Twelve Factor App

The Twelve Factor App is a set of guidance created largely by engineers that worked or work at Heroku, one of the first cloud platforms. It is a distillation of their principles in writing “cloud native” software. It is a bit aged, but works well as a generally accepted set of principles to keep in mind when building modern applications.

It is presented in a technology agnostic way (and much of the technology we use to implement this now wasn’t even available when the folks at Heroku were building their platform), but it is a good guide and a place to begin our discussion.

The language isn’t particular to a microservice architecture. That wasn’t as much of a thing in 2007 when these principles were being introduced. The term “App” in “The Twelve Factor App” refers to a web application, or a software-as-a-service offering.

As we know (or are learning), in a microservice architecture an “App” is really an ecosystem of supporting services, each doing their part in fulfilling the requirements of some customer facing application (a UI, or a service, etc.).

I: Codebase

One codebase tracked in revision control, many deploys.

My take on this, other than the obvious (use source code control!), is for us an “App” is a unit of deployment. A team (or person) owns an App, and it is deployed as a single unit.

In that single repository the information needed to create all the deployments reside. For example, you may not need dozens of instances of a service, load balanced, in your DEV environment, but may in QA, Load Testing, or Production.

While many “Apps” will be services that are independently deployable, and “live” to support other Apps, sometimes an App actually has multiple units of deployment (across the environments).

The rule “Keep the code together that changes together” is a strong rule here. For example, a team may have a user interface application (perhaps an Angular application), that also talks to a backend HTTP service the team owns. There is a one-to-one relationship between the user interface and the service (though the application may use other services it doesn’t own). This pattern is sometimes called the BFF (Backend for Frontend) and helps mirror some of the winning strategies developed in building server-side web applications (a server side web application, at its most basic, is a single application that has access to internal services (databases, etc) and produces a user interface in the form of HTML pages for the client. The HTML pages are not deployed separately from the code that produces them.).

Other examples of an “App” that is actually multiple services might be a service that requires an init service to run before it is ready.

The big thing here is:

Code that Changes together and has shared ownership should be kept together.
Do not have separate repositories for each environment.

II: Dependencies

Explicitly declare and isolate dependencies

Use dependency management tools to make your apps dependencies explicit. Tools like NPM (the Node Package Manager), or NuGet (for .NET) applications store the versioned dependency information in the source code control.

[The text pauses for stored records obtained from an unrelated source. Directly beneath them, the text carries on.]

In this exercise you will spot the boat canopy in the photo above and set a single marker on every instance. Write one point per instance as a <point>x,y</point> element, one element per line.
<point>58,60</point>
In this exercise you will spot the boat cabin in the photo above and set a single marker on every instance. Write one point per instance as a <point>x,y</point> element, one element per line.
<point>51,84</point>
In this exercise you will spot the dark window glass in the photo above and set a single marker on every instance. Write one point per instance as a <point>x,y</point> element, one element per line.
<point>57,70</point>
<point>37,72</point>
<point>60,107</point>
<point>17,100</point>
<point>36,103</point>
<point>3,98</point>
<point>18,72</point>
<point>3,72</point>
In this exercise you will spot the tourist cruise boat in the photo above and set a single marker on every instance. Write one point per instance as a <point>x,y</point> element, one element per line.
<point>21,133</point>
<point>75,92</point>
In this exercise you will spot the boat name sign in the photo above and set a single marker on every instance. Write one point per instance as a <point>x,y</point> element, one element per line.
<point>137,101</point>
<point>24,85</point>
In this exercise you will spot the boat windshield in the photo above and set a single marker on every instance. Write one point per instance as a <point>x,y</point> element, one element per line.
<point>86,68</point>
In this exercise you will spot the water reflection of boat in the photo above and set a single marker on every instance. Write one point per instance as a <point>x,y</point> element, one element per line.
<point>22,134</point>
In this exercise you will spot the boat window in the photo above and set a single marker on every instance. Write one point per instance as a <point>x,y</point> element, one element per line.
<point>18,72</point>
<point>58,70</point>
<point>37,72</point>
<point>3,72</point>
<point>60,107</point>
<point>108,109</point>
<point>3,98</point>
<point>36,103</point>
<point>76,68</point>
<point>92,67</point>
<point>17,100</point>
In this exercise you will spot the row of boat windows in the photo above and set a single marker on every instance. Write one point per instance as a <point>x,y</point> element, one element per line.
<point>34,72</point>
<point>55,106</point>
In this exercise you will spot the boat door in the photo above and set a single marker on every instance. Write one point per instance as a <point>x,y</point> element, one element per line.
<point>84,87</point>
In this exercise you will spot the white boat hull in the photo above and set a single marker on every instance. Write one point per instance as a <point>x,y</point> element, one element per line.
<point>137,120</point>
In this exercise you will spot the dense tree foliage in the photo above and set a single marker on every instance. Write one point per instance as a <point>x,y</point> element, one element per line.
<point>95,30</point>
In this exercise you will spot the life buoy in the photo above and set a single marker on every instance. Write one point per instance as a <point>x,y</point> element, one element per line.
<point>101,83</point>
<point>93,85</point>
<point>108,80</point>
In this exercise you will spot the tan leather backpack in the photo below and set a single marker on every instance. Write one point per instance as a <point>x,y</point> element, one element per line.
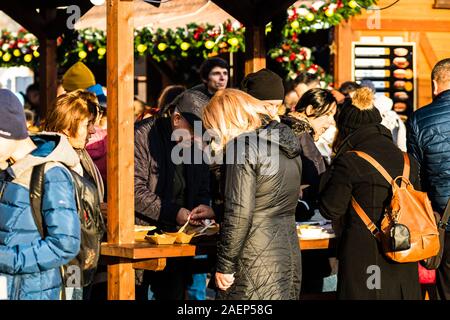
<point>409,231</point>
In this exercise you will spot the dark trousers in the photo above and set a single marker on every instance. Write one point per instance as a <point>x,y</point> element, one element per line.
<point>443,272</point>
<point>168,284</point>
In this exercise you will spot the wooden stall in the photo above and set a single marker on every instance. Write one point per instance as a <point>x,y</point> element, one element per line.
<point>47,20</point>
<point>423,22</point>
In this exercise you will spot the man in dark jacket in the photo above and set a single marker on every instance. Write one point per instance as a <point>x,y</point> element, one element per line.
<point>168,188</point>
<point>214,75</point>
<point>428,142</point>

Dependencies, aside from shared libraries, may be “ambiently” available in your operating system and must not be relied upon. For example, if you are using code that assumes the presence of a particular version of OpenSSL to be installed on the machine where your application or service runs, it must be part of your application source code using a dependency manager.

The big thing here is:

If you find yourself referencing a DLL or another project in a solution directly in .NET you are probably doing it wrong. Bundle those as Nuget packages and require them with your package manager.
MOVE code that stays the same over time, and especially code that is shared across projects (why were you setting a reference to a DLL?) to a package that can be managed by your dependency manager.
Operating System level dependencies are handled by your Dockerfile or the base image you use in your Dockerfile.

III. Config

Store config in the environment

The implication here, referencing point I above, is that you will have code in your repository responsible for “setting up” each environment the app will run in. This needs to be explicit.

Configuration may be things like:

Connection Strings to Databases
Security Credentials (Secrets)
Hostnames for services exposing an interface
Feature toggles (or addresses of a server providing that information)
Expected system environment variables

Note: Information that contains credentials (passwords, usernames, API keys) etc. should never be stored in source code control. Tools like Github Actions and Azure DevOps have mechanisms to store these values in a protected way, and to refer to them in your deployment code.

IV: Backing Services

Treat backing services as attached resources

It is best if in our services we treat access to other services using Interface Segregation Principle, with Dependency Injection.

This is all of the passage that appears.